There are many reasons for depression and anxiety, including stress, bereavement, chronic pain, abuse, medications, and genetics. But even these non-microbial vectors may be exacerbated by gut dysbiosis. The biology is frustratingly complex, but no one is denying the connection between the gut and the brain. It may be a messy, two-way street, but it is nevertheless a crucial avenue of exploration.

In the face of this accumulating evidence, it is hard to see the gut-brain axis as a fringe concept in psychology; it deserves some topline focus.
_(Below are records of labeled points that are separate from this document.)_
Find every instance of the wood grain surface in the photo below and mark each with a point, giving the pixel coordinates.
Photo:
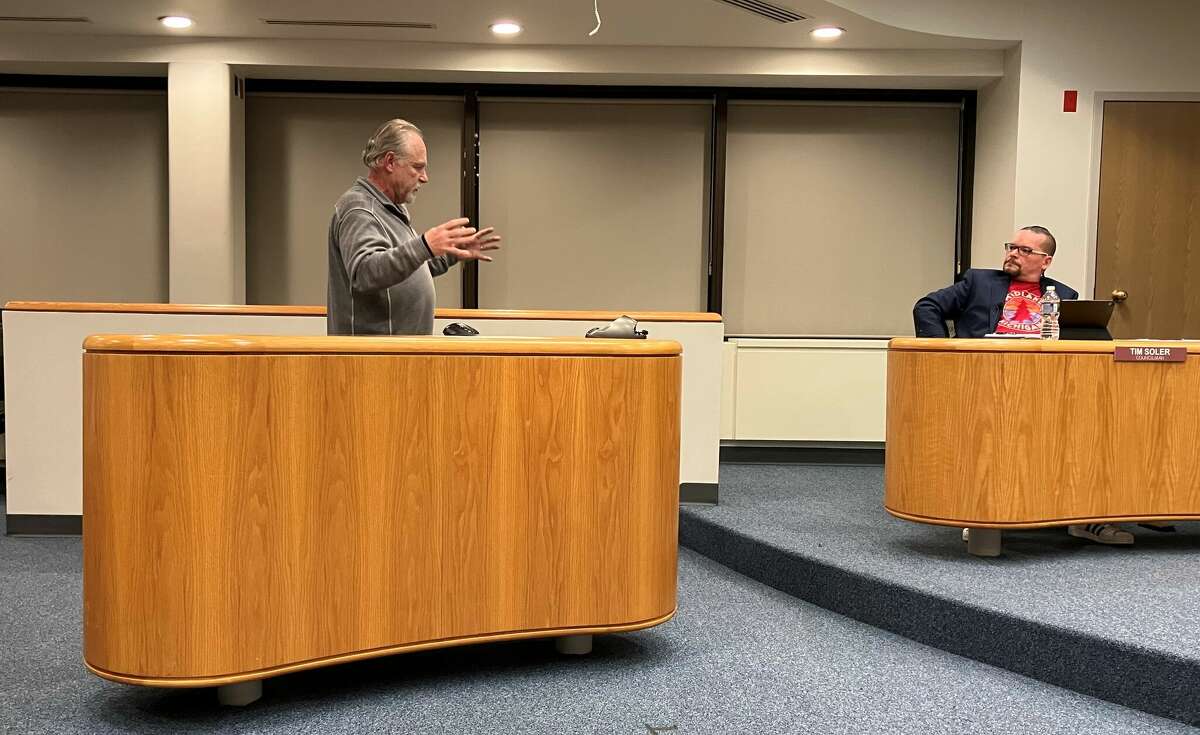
(444, 314)
(1036, 437)
(246, 344)
(249, 514)
(1147, 237)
If psychiatrists aren’t looking at their patients’ gut issues, they may be missing an important factor.

References

Jia, Huang, Cai Yiwen, Su Yousong, Zhang Ming, Shi Yifang, Zhu Na, Jin Feng, Peng Daihui, and Fang Yiru. “Gastrointestinal Symptoms During Depressive Episodes in 3256 Patients with Major Depressive Disorders: Findings from the NSSD.” Journal of Affective Disorders, February 17, 2021.

Copeland, Shannon, H. Shaw Warren, Stephen F. Lowry, Steve E. Calvano, Daniel Remick, and the Inflammation and the Host Response to Injury Investigators. “Acute Inflammatory Response to Endotoxin in Mice and Humans.” Clinical and Diagnostic Laboratory Immunology 12, no. 1 (January 1, 2005): 60–67.

Kelly, John R., Yuliya Borre, Ciaran O’ Brien, Elaine Patterson, Sahar El Aidy, Jennifer Deane, Paul J. Kennedy, et al. “Transferring the Blues: Depression-Associated Gut Microbiota Induces Neurobehavioural Changes in the Rat.” Journal of Psychiatric Research 82 (November 2016): 109–18.